Lorsque vous entendez ce mot :  » remettre », ne vous figurez rien d’humain : l’évangéliste ne fait qu’indiquer par là l’honneur que Jésus Christ rend à son Père, et son union avec lui, Comme son Père lui remet, de même aussi il remet à son Père : saint Paul le déclare en disant :  » Lorsqu’il aura remis son royaume à son Dieu et au Père v,. (I Cor. XV, 21.) Le Sauveur parle donc ici d’une manière humaine ; il fait connaître à ses disciples qu’il a pour eux une charité ineffable, qu’il a soin d’eux comme d’un héritage qui lui appartient, et il leur apprend que l’humilité, qu’il dit être aussi le commencement et la fin de la vertu, est la source de tous les biens. Et ce n’est pas en vain que l’évangéliste a mis ces mots :  » Il est sorti de Dieu, et il retourne à Dieu  » ; c’est pour nous apprendre que Jésus-Christ n’a rien fait qui ne fût digne de celui qui est sorti de Dieu et qui y retourne ; et qu’il a foulé aux pieds le faste et toutes les vanités de ce monde.
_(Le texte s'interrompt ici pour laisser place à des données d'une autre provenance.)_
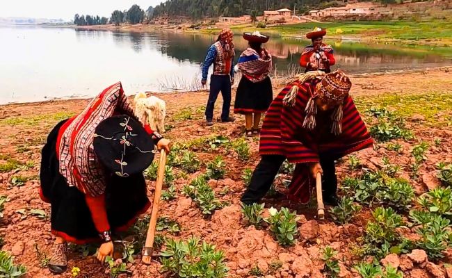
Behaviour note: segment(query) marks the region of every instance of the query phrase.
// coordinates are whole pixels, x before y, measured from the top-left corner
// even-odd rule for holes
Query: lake
[[[123,33],[71,28],[0,26],[0,104],[92,97],[118,81],[127,94],[196,90],[200,65],[216,36]],[[234,38],[237,56],[247,47]],[[266,44],[275,71],[298,68],[310,42],[272,38]],[[446,47],[328,41],[337,65],[362,73],[450,65]]]

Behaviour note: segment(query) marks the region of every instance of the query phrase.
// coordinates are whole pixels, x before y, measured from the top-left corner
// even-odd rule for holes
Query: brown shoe
[[[54,243],[49,261],[49,269],[56,274],[61,274],[67,269],[67,243]]]

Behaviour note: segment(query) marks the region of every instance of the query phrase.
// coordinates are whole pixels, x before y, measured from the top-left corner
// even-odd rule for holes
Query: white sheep
[[[148,124],[151,129],[159,133],[165,132],[165,116],[166,104],[165,101],[154,96],[147,97],[145,93],[138,92],[134,99],[135,115],[140,122]]]

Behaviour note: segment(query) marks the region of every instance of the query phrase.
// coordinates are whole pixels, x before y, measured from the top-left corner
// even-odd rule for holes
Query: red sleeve
[[[326,58],[328,58],[328,62],[330,62],[330,65],[334,65],[336,63],[336,59],[334,59],[334,56],[332,55],[332,53],[327,52]]]
[[[154,131],[151,129],[151,126],[149,124],[145,124],[144,127],[148,134],[152,134],[154,133]]]
[[[91,218],[94,225],[99,233],[102,233],[110,230],[110,224],[106,217],[106,211],[105,210],[105,194],[98,197],[92,197],[88,195],[85,195],[86,204],[91,211]]]
[[[303,67],[307,67],[307,63],[309,63],[309,56],[311,52],[307,53],[301,56],[300,58],[300,65]]]
[[[318,147],[310,133],[303,127],[305,107],[309,100],[306,89],[298,85],[296,104],[284,106],[281,113],[281,140],[286,150],[286,156],[289,162],[306,163],[318,162]]]

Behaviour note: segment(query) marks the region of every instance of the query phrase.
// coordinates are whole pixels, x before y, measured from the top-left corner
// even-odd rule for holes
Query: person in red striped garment
[[[351,86],[341,71],[312,71],[296,76],[278,94],[264,120],[261,158],[242,195],[243,203],[259,202],[287,159],[296,163],[289,199],[307,203],[315,177],[321,173],[325,204],[337,204],[334,161],[373,144],[348,94]]]

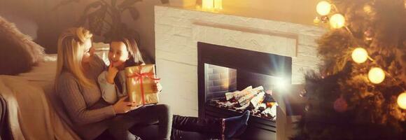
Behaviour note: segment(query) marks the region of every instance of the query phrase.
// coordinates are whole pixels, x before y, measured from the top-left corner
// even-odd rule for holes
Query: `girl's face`
[[[108,51],[108,60],[110,64],[115,67],[124,67],[124,64],[128,59],[128,50],[124,43],[120,41],[113,41],[110,43],[110,50]]]
[[[82,63],[87,64],[90,62],[92,55],[94,52],[94,48],[92,47],[92,40],[88,39],[85,41],[85,50],[83,50],[83,57],[82,58]]]

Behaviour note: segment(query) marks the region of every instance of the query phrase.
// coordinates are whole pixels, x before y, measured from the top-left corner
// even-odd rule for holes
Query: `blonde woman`
[[[84,139],[94,139],[106,130],[116,139],[136,139],[120,126],[133,125],[142,120],[143,123],[159,122],[158,139],[169,139],[172,115],[166,105],[134,110],[134,104],[126,102],[125,98],[114,104],[102,99],[97,79],[106,65],[93,55],[91,38],[88,30],[79,27],[68,29],[58,39],[55,88],[73,129]],[[135,111],[132,111],[151,115],[139,118],[133,116],[132,112]],[[117,125],[115,122],[125,123]]]

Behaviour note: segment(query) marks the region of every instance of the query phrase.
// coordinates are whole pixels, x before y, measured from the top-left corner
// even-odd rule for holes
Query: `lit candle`
[[[205,10],[210,10],[213,9],[214,5],[214,0],[203,0],[202,1],[202,8]]]
[[[214,0],[214,9],[223,10],[223,0]]]

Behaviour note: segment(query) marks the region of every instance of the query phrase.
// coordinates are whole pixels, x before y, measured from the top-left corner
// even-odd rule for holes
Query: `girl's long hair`
[[[55,80],[62,71],[68,71],[78,78],[85,86],[95,86],[83,74],[82,58],[85,49],[85,42],[91,39],[92,34],[83,27],[69,28],[64,31],[58,38],[58,56]]]
[[[127,38],[125,36],[119,36],[113,38],[110,43],[111,46],[112,42],[122,42],[127,47],[127,50],[128,50],[128,59],[127,59],[124,64],[125,67],[138,66],[144,64],[144,59],[141,55],[141,52],[138,48],[138,45],[136,41],[132,38]],[[122,85],[118,79],[118,76],[114,78],[114,83],[118,87],[118,90],[122,93],[125,89],[122,89]]]
[[[142,58],[142,55],[141,55],[141,52],[138,48],[136,41],[134,38],[125,36],[118,36],[113,38],[111,40],[111,42],[122,42],[127,47],[127,50],[128,50],[128,56],[130,58],[125,61],[125,67],[137,66],[145,63],[144,59]],[[110,45],[111,45],[111,43],[110,43]]]

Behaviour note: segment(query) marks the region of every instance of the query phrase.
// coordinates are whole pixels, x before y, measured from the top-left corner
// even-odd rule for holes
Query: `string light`
[[[328,15],[331,11],[331,4],[326,1],[320,1],[316,6],[316,10],[321,15]]]
[[[330,18],[330,26],[334,29],[339,29],[344,27],[345,18],[340,13],[334,14]]]
[[[368,59],[368,52],[363,48],[356,48],[351,54],[352,59],[358,63],[361,64]]]
[[[398,97],[398,106],[402,109],[406,109],[406,92],[401,93]]]
[[[385,71],[379,67],[373,67],[368,72],[368,79],[372,83],[381,83],[385,80]]]

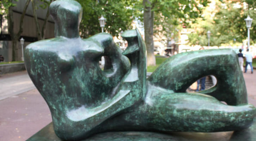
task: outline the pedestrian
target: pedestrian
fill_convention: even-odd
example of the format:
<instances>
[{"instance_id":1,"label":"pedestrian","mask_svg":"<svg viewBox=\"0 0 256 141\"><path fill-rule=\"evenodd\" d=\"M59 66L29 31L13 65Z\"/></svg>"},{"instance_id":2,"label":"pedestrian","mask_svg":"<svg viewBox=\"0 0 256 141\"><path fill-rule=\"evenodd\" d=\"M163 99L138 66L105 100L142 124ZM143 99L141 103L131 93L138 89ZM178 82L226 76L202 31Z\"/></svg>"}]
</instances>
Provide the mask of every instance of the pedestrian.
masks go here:
<instances>
[{"instance_id":1,"label":"pedestrian","mask_svg":"<svg viewBox=\"0 0 256 141\"><path fill-rule=\"evenodd\" d=\"M241 70L242 71L244 71L244 55L242 53L242 49L239 50L239 53L237 54L238 56L238 61L239 62L239 65L240 66Z\"/></svg>"},{"instance_id":2,"label":"pedestrian","mask_svg":"<svg viewBox=\"0 0 256 141\"><path fill-rule=\"evenodd\" d=\"M1 54L0 54L0 62L1 61L3 62L5 58L4 58L4 56L2 55Z\"/></svg>"},{"instance_id":3,"label":"pedestrian","mask_svg":"<svg viewBox=\"0 0 256 141\"><path fill-rule=\"evenodd\" d=\"M245 69L244 73L246 73L247 71L247 66L250 65L251 67L251 73L253 73L253 68L252 67L252 55L251 53L249 52L249 49L247 49L246 54L245 54L245 59L246 59L246 62L245 63Z\"/></svg>"}]
</instances>

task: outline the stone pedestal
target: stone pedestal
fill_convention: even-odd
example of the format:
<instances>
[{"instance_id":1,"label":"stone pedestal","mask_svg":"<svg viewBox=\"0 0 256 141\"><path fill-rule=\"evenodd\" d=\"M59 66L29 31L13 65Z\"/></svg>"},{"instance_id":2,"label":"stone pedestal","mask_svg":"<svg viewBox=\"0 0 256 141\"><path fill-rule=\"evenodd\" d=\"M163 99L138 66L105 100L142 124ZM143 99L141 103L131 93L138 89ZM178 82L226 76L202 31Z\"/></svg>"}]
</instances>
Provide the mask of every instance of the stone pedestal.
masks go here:
<instances>
[{"instance_id":1,"label":"stone pedestal","mask_svg":"<svg viewBox=\"0 0 256 141\"><path fill-rule=\"evenodd\" d=\"M37 132L27 141L61 141L53 130L52 123ZM199 133L150 132L113 132L95 135L83 141L255 141L256 122L249 128L239 131Z\"/></svg>"}]
</instances>

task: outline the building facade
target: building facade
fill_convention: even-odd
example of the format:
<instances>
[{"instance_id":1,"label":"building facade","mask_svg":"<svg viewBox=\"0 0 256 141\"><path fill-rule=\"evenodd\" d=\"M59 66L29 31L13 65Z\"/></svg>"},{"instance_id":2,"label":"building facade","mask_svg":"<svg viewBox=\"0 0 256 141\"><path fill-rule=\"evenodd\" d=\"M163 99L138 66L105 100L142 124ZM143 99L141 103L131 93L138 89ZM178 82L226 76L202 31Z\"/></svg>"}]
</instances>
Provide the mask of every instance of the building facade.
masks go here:
<instances>
[{"instance_id":1,"label":"building facade","mask_svg":"<svg viewBox=\"0 0 256 141\"><path fill-rule=\"evenodd\" d=\"M19 0L16 2L17 6L12 7L13 21L14 24L14 32L17 33L19 28L20 20L22 12L25 7L26 0ZM37 4L39 5L40 4ZM47 13L47 8L43 9L39 8L37 11L37 15L40 27L43 23ZM36 26L34 17L33 16L33 9L30 2L27 9L23 24L23 32L19 39L22 37L25 39L24 47L29 44L38 40L36 36ZM49 16L45 32L45 39L54 37L54 23ZM10 33L8 31L8 22L6 15L1 15L0 17L0 54L5 58L4 62L11 61L12 59L12 42ZM19 43L17 45L18 49L18 60L21 60L22 53L21 45Z\"/></svg>"}]
</instances>

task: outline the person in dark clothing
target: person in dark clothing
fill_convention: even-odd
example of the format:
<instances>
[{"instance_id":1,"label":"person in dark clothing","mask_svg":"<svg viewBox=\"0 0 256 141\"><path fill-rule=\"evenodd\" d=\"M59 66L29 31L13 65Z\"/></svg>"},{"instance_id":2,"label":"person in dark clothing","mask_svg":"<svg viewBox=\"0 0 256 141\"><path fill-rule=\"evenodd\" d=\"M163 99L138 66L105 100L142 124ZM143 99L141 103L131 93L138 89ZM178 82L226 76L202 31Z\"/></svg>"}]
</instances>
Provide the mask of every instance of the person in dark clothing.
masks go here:
<instances>
[{"instance_id":1,"label":"person in dark clothing","mask_svg":"<svg viewBox=\"0 0 256 141\"><path fill-rule=\"evenodd\" d=\"M238 56L238 61L239 62L239 65L241 68L241 70L244 71L244 55L242 53L242 49L239 50L239 53L237 54Z\"/></svg>"},{"instance_id":2,"label":"person in dark clothing","mask_svg":"<svg viewBox=\"0 0 256 141\"><path fill-rule=\"evenodd\" d=\"M0 55L0 62L3 61L4 60L5 58L4 58L4 56L1 54Z\"/></svg>"}]
</instances>

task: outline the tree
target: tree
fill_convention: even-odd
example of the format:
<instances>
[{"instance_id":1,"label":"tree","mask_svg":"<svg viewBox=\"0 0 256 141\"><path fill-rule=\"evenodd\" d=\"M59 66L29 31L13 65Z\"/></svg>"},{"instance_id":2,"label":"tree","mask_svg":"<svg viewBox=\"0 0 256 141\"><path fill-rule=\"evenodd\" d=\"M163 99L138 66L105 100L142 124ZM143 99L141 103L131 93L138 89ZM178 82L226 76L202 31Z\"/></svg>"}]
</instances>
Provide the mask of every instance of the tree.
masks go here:
<instances>
[{"instance_id":1,"label":"tree","mask_svg":"<svg viewBox=\"0 0 256 141\"><path fill-rule=\"evenodd\" d=\"M45 18L44 20L43 24L41 28L40 29L40 25L37 19L37 15L36 13L37 10L39 7L37 4L38 2L36 2L36 0L31 0L31 2L32 4L32 8L33 9L33 13L34 16L34 19L35 20L35 23L36 24L36 35L37 37L37 39L41 40L44 39L44 32L47 25L47 23L48 22L48 18L50 15L49 12L49 7L50 4L54 0L37 0L38 2L41 2L41 4L39 5L39 7L43 9L47 8L47 12L45 14Z\"/></svg>"},{"instance_id":2,"label":"tree","mask_svg":"<svg viewBox=\"0 0 256 141\"><path fill-rule=\"evenodd\" d=\"M208 2L207 0L143 0L148 66L156 65L153 39L154 24L157 21L155 16L160 16L164 19L172 18L176 21L179 20L185 25L189 21L194 22L195 19L200 16L203 8ZM165 20L162 21L165 22Z\"/></svg>"},{"instance_id":3,"label":"tree","mask_svg":"<svg viewBox=\"0 0 256 141\"><path fill-rule=\"evenodd\" d=\"M83 8L80 26L81 36L88 38L100 32L98 19L103 15L106 19L105 30L113 36L131 27L137 11L132 2L120 0L76 0Z\"/></svg>"},{"instance_id":4,"label":"tree","mask_svg":"<svg viewBox=\"0 0 256 141\"><path fill-rule=\"evenodd\" d=\"M5 1L2 1L4 2ZM9 2L12 2L12 1L8 1ZM12 4L9 3L8 5L10 6L8 9L7 19L8 20L8 31L10 34L11 38L12 39L12 61L17 61L18 60L18 48L17 44L20 35L23 32L23 28L22 25L23 23L24 17L27 10L29 4L30 2L30 0L27 0L25 4L25 6L22 12L22 14L20 18L20 20L19 23L14 23L13 22L13 12L12 8L15 6L16 5L13 3ZM14 33L13 29L14 24L19 24L19 28L17 33Z\"/></svg>"}]
</instances>

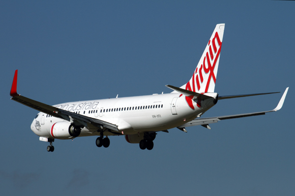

2.  » Et s’étant levé de table, et ayant quitté [451] ses vêtements (4) « . Remarquez, mes frères, jusqu’où va l’humilité du divin Sauveur : il ne la borne point à laver les pieds de ses disciples, mais il l’étend aussi à bien d’autres choses ; car, c’est après s’être assis, après que tous s’étaient assis, qu’il se leva de table. Ensuite, non-seulement il lava leurs pieds, mais il quitta ses vêtements. Et il ne se contenta pas de cela, mais il mit un linge autour de lui, et ce ne fut pas encore assez pour lui ; il remplit lui-même le bassin d’eau, et ne le donna point à un autre à remplir. Il fait tout lui-même ; en quoi il montre et nous apprend que, quand nous faisons ces petites choses en manière de bonnes oeuvres, nous ne les devons point faire négligemment ni par manière d’acquit, mais avec beaucoup de zèle.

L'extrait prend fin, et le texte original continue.